Я впервые встретился с Миллером в конце 1936 года, когда проезжал Париж по дороге в Испанию. Более всего меня озадачило в нем то, что он не испытывал никакого интереса к испанской войне. Не стесняясь сильных выражений, он заявил, что ехать сейчас в Испанию – это безумство. Еще понятно, продолжал он, когда туда стремятся из чисто эгоистических побуждений, движимые, например, любопытством, но ввязываться во все это из чувства долга – отъявленная глупость. Все мои идеи насчет борьбы с фашизмом, защиты демократии и т. п. – сущий вздор. Наша цивилизация неминуемо будет сметена с лица земли, а на ее место придет что-то абсолютно невообразимое, лежащее за пределами человеческого, – такая перспектива, добавил он, его не тревожит. Это отношение повсюду заметно и в его творчестве. Там то и дело распознается предощущение близости катаклизма и так же сильно чувствуется безразличие автора к этому. Единственное его политическое заявление, о котором мне известно, носит чисто негативный характер. Примерно год назад американский журнал «Марксист квотерли» разослал ряду американских писателей анкету с вопросом об их отношении к войне. Ответ Миллера пропитан крайним пацифизмом: лично он воевать отказывается, хотя никого не станет убеждать, что прав, – по сути дела, декларация безответственности.

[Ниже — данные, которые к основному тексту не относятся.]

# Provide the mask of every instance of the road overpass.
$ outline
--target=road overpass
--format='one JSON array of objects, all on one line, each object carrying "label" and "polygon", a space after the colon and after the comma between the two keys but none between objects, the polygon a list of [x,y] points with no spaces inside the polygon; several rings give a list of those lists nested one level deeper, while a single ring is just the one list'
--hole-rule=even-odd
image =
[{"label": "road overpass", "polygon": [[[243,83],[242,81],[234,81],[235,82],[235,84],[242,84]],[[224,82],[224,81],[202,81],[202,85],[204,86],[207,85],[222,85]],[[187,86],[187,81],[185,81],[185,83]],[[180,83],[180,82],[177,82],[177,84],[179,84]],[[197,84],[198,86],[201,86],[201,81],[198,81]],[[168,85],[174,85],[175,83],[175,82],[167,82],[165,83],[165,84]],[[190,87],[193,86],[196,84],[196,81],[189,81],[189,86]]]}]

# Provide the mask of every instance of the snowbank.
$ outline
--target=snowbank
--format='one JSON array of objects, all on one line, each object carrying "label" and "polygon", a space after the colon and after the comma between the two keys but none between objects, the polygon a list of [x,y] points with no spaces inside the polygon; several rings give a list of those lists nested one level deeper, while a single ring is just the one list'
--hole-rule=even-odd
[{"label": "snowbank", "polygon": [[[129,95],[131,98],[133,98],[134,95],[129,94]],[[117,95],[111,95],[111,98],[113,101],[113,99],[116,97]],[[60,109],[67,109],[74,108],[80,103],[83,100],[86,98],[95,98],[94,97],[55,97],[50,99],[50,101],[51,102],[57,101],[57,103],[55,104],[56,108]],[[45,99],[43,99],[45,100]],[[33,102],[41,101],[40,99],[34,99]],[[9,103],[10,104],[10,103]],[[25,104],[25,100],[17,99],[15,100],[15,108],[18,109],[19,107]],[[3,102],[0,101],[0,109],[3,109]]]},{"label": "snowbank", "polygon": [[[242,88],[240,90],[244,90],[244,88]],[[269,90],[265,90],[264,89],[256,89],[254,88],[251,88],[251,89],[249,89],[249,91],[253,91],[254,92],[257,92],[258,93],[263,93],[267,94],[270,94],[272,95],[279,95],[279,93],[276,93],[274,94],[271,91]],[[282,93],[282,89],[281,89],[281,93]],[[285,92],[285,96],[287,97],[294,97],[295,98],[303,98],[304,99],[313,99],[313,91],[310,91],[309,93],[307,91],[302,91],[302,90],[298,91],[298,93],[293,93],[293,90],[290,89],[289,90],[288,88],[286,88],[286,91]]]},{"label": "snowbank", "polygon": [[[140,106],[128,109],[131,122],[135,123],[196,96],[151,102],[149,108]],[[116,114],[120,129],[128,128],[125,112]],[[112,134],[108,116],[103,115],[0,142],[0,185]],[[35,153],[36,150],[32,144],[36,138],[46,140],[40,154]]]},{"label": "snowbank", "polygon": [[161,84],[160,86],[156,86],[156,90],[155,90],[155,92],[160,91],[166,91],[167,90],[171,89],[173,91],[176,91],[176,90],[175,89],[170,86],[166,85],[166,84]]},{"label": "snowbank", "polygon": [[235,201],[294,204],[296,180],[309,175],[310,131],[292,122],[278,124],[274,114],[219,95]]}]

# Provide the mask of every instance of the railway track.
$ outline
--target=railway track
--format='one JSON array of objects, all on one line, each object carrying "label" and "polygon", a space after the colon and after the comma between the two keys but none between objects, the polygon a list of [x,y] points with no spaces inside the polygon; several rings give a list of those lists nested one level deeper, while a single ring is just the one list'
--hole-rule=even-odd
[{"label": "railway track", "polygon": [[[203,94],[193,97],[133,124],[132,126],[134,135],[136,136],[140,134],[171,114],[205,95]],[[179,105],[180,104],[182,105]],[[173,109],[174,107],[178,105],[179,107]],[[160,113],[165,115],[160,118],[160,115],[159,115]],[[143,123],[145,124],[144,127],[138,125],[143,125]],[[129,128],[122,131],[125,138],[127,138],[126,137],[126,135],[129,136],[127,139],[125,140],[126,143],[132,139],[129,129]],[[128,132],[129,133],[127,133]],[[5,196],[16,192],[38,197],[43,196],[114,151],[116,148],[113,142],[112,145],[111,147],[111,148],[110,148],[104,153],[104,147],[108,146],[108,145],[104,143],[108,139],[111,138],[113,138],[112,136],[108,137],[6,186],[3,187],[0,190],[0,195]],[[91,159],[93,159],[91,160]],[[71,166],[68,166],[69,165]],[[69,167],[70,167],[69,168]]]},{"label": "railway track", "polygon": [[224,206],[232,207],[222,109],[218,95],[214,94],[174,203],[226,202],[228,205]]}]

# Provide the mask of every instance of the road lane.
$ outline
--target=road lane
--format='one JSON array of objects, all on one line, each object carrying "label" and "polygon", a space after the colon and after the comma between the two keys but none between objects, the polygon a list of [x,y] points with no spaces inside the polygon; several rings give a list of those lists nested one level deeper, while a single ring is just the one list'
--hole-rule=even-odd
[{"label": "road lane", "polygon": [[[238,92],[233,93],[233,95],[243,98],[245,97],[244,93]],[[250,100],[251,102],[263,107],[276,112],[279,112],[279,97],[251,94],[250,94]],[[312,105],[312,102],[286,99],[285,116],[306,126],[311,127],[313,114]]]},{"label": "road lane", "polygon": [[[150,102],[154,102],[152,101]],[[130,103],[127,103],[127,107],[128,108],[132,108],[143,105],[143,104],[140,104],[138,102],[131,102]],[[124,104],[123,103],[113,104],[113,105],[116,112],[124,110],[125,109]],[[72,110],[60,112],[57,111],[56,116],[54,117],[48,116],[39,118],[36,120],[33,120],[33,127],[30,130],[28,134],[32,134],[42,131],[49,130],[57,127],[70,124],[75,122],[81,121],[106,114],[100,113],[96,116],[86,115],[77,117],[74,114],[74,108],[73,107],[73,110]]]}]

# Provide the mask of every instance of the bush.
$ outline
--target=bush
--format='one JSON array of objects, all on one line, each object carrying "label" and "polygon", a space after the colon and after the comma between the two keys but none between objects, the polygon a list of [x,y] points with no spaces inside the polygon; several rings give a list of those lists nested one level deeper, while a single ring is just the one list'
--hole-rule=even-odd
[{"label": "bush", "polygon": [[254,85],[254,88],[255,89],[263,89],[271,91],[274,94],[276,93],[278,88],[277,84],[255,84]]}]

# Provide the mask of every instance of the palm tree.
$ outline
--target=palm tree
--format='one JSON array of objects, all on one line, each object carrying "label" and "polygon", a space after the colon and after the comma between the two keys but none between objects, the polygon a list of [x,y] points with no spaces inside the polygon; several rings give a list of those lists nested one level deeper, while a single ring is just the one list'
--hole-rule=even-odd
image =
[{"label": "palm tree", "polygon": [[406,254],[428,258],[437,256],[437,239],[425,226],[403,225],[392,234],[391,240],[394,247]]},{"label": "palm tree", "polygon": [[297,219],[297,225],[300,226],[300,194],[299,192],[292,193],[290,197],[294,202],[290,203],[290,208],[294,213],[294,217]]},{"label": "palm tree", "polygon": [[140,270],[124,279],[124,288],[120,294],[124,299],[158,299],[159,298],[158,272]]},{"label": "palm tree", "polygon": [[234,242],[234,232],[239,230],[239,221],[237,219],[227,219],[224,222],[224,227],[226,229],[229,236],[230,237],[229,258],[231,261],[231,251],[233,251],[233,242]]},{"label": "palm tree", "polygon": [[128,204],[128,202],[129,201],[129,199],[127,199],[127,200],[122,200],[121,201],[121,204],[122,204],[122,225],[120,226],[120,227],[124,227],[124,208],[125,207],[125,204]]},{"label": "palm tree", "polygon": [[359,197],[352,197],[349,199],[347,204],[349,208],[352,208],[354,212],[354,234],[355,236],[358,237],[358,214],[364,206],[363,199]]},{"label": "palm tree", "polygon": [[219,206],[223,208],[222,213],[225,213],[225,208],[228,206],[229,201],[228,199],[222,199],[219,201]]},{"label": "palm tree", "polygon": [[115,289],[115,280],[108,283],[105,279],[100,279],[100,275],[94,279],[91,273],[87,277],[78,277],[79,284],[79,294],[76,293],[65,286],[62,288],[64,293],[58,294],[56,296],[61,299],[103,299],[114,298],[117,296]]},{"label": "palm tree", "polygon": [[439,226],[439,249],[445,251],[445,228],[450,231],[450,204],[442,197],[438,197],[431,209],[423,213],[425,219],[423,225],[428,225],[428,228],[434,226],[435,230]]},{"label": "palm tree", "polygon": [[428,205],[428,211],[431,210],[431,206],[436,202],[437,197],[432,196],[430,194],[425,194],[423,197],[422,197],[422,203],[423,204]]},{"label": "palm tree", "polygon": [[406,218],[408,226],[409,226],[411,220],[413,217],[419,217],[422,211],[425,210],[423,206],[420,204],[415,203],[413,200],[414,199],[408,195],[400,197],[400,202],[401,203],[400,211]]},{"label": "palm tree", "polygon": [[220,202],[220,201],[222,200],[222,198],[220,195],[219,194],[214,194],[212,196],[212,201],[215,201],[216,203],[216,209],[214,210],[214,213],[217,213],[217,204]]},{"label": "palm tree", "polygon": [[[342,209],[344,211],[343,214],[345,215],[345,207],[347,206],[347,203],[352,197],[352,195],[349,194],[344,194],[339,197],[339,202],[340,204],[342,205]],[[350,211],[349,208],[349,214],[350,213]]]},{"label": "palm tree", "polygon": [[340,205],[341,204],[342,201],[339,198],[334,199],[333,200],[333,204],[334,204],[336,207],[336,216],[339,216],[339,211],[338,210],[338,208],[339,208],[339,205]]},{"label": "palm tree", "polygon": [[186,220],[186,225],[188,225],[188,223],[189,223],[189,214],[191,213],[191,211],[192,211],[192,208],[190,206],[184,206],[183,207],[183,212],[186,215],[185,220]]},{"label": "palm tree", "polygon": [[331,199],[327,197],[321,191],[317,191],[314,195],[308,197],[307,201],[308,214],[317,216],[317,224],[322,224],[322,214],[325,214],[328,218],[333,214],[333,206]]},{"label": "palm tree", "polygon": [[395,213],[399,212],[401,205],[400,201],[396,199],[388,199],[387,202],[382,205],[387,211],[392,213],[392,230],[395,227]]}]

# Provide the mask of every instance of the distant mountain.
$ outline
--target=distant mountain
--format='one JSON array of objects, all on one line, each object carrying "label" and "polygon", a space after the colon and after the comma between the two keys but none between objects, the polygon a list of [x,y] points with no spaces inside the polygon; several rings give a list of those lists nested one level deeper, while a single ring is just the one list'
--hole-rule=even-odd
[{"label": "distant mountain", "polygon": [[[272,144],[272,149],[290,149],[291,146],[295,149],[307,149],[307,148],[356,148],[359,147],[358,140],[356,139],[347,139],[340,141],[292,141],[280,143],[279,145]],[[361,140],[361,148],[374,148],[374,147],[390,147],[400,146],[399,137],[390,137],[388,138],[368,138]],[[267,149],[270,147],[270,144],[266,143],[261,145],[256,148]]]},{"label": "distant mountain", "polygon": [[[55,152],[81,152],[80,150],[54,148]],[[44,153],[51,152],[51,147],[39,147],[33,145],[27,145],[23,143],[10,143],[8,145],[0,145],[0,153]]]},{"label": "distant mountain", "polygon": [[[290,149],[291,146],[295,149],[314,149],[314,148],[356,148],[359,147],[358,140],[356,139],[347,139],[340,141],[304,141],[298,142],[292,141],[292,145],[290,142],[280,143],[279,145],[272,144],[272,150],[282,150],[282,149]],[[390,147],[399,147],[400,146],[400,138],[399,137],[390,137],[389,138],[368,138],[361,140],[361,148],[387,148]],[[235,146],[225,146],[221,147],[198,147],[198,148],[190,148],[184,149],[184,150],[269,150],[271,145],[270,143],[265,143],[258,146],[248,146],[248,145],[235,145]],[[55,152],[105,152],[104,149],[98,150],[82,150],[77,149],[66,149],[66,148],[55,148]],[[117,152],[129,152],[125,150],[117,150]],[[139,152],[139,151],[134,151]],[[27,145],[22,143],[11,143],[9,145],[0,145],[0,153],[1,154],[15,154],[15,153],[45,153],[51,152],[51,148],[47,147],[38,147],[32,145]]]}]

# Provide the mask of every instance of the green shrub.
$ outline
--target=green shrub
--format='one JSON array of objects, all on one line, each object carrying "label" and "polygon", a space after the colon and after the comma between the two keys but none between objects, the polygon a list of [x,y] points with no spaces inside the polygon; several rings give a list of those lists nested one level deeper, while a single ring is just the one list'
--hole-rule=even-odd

Однако безответственность по-разному проявляется. Как правило, писатели, которым не хочется, чтобы их поглотил развертывающийся у них на глазах исторический процесс, либо просто игнорируют его, либо ему противостоят. Те, которым удается игнорировать, скорее всего из породы слабоумных. Тем, кто в нем достаточно хорошо разбирается, чтобы противостоять, незачем растолковывать неизбежность их поражения. Взять хотя бы стихотворение «Заблудившийся бражник», где вышучивается «странный недуг современной жизни». А в последней строфе блестяще обосновывается благо поражения. Тут выражена укоренившаяся – а в последнее столетие, возможно, доминирующая в литературе – точка зрения. А по другую сторону стоят «прогрессивно настроенные» оптимисты вроде Шоу или Уэллса, всегда готовые отстаивать собственные прожекты, принимаемые ими за вполне осуществимое будущее. В большинстве писатели 20-х годов принадлежали к первой категории, а писатели 30-х – ко второй. Разумеется, в любой период найдется многочисленное племя всяких Барри, Дипингов и Деллов, которые попросту не замечают, что творится вокруг них. Творчество Миллера симптоматично тем, что он отвергает все обозначенные мной позиции. Он не старается ни двигать мир вперед, ни тянуть его вспять и уж никак не довольствуется игнорированием происходящего вокруг. Я бы сказал, что его вера в надвигающийся крах западной цивилизации гораздо тверже, чем у большинства революционных писателей; но призвания предпринять какие-то действия, чтобы этому воспрепятствовать, он не чувствует. Он продолжает наигрывать на скрипке, когда Рим объят пламенем, но в отличие от громадного большинства людей он при этом не отворачивается от пожара.